Public procurement case digest (August/September 2012)

PLC Public Sector reports:

After a Summer break, our public procurement case law digest returns with a look at cases on a variety of subjects including the latest fallout from the Legal Services Commission procurement. 

Please feel free to submit a comment below or contact us at: feedback@practicallaw.com if you have any views on the cases covered or think that we have missed a case that should be brought to the attention of public procurement practitioners. 

Lower standards for larger procurements? (Hossacks (A Firm of Solicitors) v The Legal Services Commission [2012] EWCA Civ 1203)

The Court of Appeal has refused a claimant permission to appeal an order that dismissed their application for judicial review of a decision by the Legal Services Commission (LSC) to reject its tenders for the provision of legal services relating to community care. The Court of Appeal considered that the appeal had no prospect of success and therefore refused permission to appeal.  

Perhaps the most interesting aspect of this judgment is the court’s acceptance of the LSC’s argument that the scale of a particular tender exercise may well be relevant in assessing whether, and if so to what extent, the actions of a contracting authority in a given case are reasonable, proportionate and otherwise compliant with the rules laid down (this tender exercise involved some 2,000 tenders). However, the court held that it was not necessary to take into account the size and scale of LSC’s tendering exercise in this particular case.

Too late to turn back (Turning Point Ltd v Norfolk County Council [2012] EWHC 2121 (TCC))

The High Court has struck out an action alleging breach of the public procurement rules in a tender for various drug and alcohol treatment services. The High Court found that the claims alleging breach of the procurement rules (due to the alleged failure of the council to provide adequate or complete information in the tender documents) had not been brought in time. Turning Point knew of the circumstances giving rise to the alleged breaches by the time it submitted its tender, which was more than 30 days before it brought its claim. The High Court did not consider that there was good reason to extend the 30-day time limit in this case. The court also found that Turning Point had added a caveat to its tender, which was not permitted by the tender documents and struck out Turning Point’s arguments claiming breach of an implied contract in relation to the conduct of the tender procedure. It did not consider that any of the implied terms relied on by Turning Point existed.

The case is a good example of the position that has now been reached where, due to the limitation period, it is unlikely that a mistake made by a contracting authority early in a procurement process will be able to be challenged by a provider that does not seek to challenge until the procurement process has been completed.  It will be interesting to see if we start to move to a phase of greater challenge during the course of procurement processes.

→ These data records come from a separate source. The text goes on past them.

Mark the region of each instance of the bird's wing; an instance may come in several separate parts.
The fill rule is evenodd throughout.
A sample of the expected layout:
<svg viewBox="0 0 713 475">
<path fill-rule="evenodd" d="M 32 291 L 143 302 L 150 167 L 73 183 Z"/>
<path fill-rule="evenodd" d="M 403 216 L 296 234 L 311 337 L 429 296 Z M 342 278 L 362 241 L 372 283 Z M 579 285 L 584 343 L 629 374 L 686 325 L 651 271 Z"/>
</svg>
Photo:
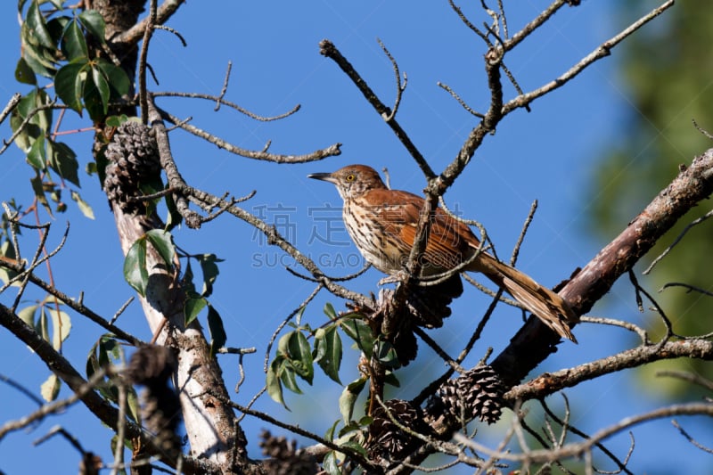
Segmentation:
<svg viewBox="0 0 713 475">
<path fill-rule="evenodd" d="M 400 239 L 405 245 L 404 252 L 410 251 L 416 237 L 423 199 L 408 192 L 373 190 L 369 201 L 373 204 L 379 203 L 379 217 L 384 231 Z M 424 270 L 427 274 L 436 274 L 453 268 L 463 261 L 463 256 L 470 255 L 472 246 L 478 245 L 478 239 L 467 225 L 437 208 L 424 251 L 426 263 L 436 268 Z"/>
</svg>

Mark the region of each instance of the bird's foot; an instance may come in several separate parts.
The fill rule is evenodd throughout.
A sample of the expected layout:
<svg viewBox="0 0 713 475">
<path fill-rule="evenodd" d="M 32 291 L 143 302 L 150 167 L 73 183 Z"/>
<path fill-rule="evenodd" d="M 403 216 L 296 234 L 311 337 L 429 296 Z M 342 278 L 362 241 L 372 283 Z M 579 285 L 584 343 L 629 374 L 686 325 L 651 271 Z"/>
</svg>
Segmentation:
<svg viewBox="0 0 713 475">
<path fill-rule="evenodd" d="M 391 275 L 387 275 L 377 283 L 379 286 L 386 285 L 387 283 L 398 283 L 408 277 L 408 273 L 405 270 L 400 270 Z"/>
</svg>

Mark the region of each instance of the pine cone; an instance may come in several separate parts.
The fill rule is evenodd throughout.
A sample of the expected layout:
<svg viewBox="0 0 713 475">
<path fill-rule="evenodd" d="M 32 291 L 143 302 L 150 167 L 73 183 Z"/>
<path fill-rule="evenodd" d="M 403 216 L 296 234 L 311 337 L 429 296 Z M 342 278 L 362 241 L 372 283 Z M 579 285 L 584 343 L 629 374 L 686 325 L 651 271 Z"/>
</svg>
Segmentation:
<svg viewBox="0 0 713 475">
<path fill-rule="evenodd" d="M 104 192 L 109 201 L 116 202 L 127 213 L 145 209 L 142 202 L 127 202 L 139 196 L 140 184 L 158 181 L 160 162 L 158 147 L 151 128 L 129 120 L 119 127 L 107 145 Z"/>
<path fill-rule="evenodd" d="M 264 455 L 271 457 L 263 461 L 266 473 L 275 475 L 314 475 L 319 471 L 315 457 L 297 450 L 297 442 L 284 437 L 273 437 L 269 430 L 260 433 L 259 446 Z"/>
<path fill-rule="evenodd" d="M 421 407 L 408 401 L 391 399 L 384 405 L 389 408 L 391 417 L 409 430 L 428 434 L 429 426 L 423 422 Z M 412 442 L 417 440 L 412 435 L 397 426 L 381 405 L 372 414 L 373 422 L 369 425 L 369 458 L 401 460 L 411 452 Z"/>
<path fill-rule="evenodd" d="M 492 424 L 503 413 L 504 389 L 493 368 L 478 366 L 443 384 L 429 402 L 429 412 L 443 412 L 466 422 L 477 417 Z"/>
<path fill-rule="evenodd" d="M 152 345 L 134 353 L 125 372 L 132 383 L 145 386 L 141 395 L 143 425 L 156 446 L 170 456 L 176 456 L 181 450 L 181 440 L 176 432 L 181 419 L 181 404 L 178 395 L 168 386 L 176 364 L 176 356 L 170 348 Z"/>
</svg>

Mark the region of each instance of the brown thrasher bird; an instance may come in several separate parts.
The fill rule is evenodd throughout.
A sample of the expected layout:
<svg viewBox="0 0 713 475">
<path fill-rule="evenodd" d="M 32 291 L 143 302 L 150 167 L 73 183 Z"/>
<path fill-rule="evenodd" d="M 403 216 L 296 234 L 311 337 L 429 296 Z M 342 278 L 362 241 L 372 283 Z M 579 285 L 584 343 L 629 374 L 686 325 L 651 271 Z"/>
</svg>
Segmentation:
<svg viewBox="0 0 713 475">
<path fill-rule="evenodd" d="M 342 217 L 347 230 L 372 266 L 389 275 L 406 268 L 423 198 L 389 190 L 376 170 L 365 165 L 348 165 L 332 173 L 315 173 L 308 177 L 337 186 L 344 201 Z M 471 258 L 479 245 L 466 225 L 437 208 L 420 260 L 421 275 L 436 275 L 453 269 Z M 577 342 L 568 324 L 568 320 L 576 322 L 577 315 L 553 291 L 486 252 L 480 252 L 463 270 L 484 274 L 557 334 Z"/>
</svg>

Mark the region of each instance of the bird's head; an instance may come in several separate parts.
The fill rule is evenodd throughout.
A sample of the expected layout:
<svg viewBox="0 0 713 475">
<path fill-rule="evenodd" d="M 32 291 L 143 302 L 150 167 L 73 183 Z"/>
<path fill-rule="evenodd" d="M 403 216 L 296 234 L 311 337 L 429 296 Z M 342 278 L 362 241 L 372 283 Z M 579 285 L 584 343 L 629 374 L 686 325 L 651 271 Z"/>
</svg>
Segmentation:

Public law trumps contract (R (A) v Chief Constable of B Constabulary [2012] EWHC 2141 (Admin))

A contract case as opposed to a public procurement one, but still interesting for those involved in procuring public contracts.  In this case, the High Court rejected a police authority’s argument that it was not required to provide reasons for its refusal to authorise a sub-contractor following a vetting process on the basis that the contract did not require it to do so. Applying the test set out in R (Tucker) v Director General of the National Crime Squad [2003] EWCA 57, the court held that the authority was carrying out a public function and, whatever the contract said, was subject to the public law duty to give reasons.  The judge was clear that he did not accept that a public authority could by contract lawfully reduce the extent of the duty to act fairly that would otherwise be imposed by public law. Many public contracts will have provisions in them exempting the authority from providing information in certain circumstances, this case suggests that relying on such a provision could be open to challenge.

Ombudsman upholds approach taken by Commission to complaint about Greek motorways procurement (complaint 483/2011/(ANA)CK)

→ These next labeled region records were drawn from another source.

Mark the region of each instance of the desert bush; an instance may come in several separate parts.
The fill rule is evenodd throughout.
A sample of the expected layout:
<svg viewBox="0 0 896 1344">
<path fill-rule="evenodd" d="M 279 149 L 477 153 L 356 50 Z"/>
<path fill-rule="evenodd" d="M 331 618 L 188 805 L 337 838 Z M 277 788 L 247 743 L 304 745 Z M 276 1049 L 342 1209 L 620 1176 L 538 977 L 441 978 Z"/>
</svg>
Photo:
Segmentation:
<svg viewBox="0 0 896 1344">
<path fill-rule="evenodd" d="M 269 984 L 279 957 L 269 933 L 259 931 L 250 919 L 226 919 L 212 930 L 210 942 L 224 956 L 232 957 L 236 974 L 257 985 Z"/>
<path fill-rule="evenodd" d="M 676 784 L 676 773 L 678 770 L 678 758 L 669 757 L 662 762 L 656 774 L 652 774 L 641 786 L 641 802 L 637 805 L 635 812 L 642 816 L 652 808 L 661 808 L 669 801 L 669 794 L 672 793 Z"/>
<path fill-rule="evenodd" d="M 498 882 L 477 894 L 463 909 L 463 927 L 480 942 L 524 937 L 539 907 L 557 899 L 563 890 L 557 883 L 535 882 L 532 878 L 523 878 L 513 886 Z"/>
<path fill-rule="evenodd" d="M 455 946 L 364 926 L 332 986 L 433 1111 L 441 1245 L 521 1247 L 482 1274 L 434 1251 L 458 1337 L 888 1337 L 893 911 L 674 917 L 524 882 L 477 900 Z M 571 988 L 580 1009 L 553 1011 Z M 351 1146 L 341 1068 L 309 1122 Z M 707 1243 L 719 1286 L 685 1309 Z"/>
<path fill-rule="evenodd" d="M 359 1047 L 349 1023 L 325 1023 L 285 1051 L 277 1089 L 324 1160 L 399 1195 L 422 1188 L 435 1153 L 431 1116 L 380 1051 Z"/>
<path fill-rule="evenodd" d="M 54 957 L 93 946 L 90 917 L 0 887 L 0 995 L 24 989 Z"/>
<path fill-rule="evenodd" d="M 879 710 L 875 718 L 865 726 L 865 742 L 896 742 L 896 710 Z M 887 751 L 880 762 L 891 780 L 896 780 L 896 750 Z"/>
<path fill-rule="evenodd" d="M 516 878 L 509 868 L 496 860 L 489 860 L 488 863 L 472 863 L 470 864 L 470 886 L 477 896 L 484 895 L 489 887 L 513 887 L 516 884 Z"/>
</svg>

The European Ombudsman has upheld the European Commission’s decision to close its file in relation to an alleged infringement of the public procurement rules by the Greek authorities. The Ombudsman concluded that the Commission had been correct to close its files as the issue had become devoid of purpose given that the works under the contracts at issue had been fully completed. Further, the Commission had explained to the complainant why it considered that the Greek authorities’ response to its inquiries was satisfactory and also was entitled to take the view that some of the complainant’s allegations were unsubstantiated.

Something from a little further afield…  

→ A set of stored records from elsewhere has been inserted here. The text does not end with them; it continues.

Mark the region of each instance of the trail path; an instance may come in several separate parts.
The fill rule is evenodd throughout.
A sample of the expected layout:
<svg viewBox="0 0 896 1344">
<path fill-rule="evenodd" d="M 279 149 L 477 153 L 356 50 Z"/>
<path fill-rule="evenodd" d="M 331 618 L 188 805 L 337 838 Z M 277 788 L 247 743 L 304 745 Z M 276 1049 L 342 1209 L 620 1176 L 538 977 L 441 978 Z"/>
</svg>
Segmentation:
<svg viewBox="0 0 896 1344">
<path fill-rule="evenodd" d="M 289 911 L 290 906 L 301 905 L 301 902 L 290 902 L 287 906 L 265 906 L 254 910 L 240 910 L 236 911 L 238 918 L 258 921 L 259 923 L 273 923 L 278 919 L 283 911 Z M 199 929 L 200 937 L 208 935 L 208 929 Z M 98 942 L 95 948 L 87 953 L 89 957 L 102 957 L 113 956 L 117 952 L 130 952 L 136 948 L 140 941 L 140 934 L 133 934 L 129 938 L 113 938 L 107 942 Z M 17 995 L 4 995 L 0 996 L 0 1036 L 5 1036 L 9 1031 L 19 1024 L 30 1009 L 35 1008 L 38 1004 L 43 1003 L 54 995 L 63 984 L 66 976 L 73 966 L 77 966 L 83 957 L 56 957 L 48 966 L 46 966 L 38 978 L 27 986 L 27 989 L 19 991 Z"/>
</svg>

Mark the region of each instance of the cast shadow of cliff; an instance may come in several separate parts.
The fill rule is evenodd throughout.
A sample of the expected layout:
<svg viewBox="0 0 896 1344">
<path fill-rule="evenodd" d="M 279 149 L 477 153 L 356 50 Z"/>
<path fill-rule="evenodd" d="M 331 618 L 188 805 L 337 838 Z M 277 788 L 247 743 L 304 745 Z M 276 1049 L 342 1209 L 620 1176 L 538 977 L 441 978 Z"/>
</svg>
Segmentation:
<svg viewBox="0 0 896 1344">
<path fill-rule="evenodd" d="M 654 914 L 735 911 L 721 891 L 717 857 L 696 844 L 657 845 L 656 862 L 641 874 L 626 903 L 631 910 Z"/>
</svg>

Denmark to be precise, where the Danish Supreme Court has held that the Danish Coastal Authority has infringed the public procurement rules and, for the first time, has awarded damages to a foreign tenderer. The court concluded that a flawed process had been followed and the authority was liable for damages for the loss of profit suffered by an unjustly rejected German tenderer. The damages were assessed to be a total of DKK4 million, which by our calculations equates to around £400,000 – a considerable sum.